To facilitate flexible working and enhance the remote working experience, a company needs to engrain flexibility into its operations. As technology has advanced, software and programs have simultaneously developed that can help facilitate remote working. Slack and Skype have made working with remote colleagues, even remote teams, simple and free. Programs such as Asana, a hybrid task and project management tool, allows users to manage and track multiple projects with ease. Google Drive allows users to share and upload files as well as create and edit documents live. By simply integrating these systems, remote work can be made much more efficient.
Not only do flexible arrangements benefit employees, but also employers. Research from the CIPD has shown implementing flexible working practices improves staff engagement, motivation and loyalty. It is an active way to show employees you recognize they have commitments outside of work. 66.8% of employers reported improved employee retention and 65.9% reported increased engagement. This undoubtedly saves business time and money too.

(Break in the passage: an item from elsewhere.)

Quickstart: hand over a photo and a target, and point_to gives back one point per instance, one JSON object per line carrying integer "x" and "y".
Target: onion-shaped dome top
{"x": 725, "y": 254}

But accommodating and adapting to a flexible workforce goes further than just having flexible hours and using different programmes. Companies need to learn to embed flexibility into its structure to truly benefit from the flexible workforce and access highly skilled talent. To manage this external workforce effectively, companies need to redesign their roles and look beyond traditional organizational constructs I.E. a full time employee fills a permanent job, and realise that in order to access the highly skilled talent the format of employment needs to change and adapt. Freelance workers need to be used for the core operations of a business. As talent and skills gaps grow, as many as 40 percent of companies experience shortages that affect their ability to adapt and innovate. Utilising freelancers creates the flexibility to meet business goals and allow scalability to meet fluctuating demand.
Ultimately, the workforce is changing. If companies do not adapt they will not only miss out on talent but also miss out the undeniable benefits this flexible, highly skilled and agile workforce can offer. As the world becomes more fast paced, a company in this business environment needs to be agile and an agile, flexible workforce can facilitate this. But accommodating this workforce goes much further than adjusting hours. It incorporates integral organisational and structural changes. And the reluctance to make these changes will not only have detrimental effects on talent attraction, but in an increasingly fast paced business environment, a resistance to agility will lead to the demise of business as a whole.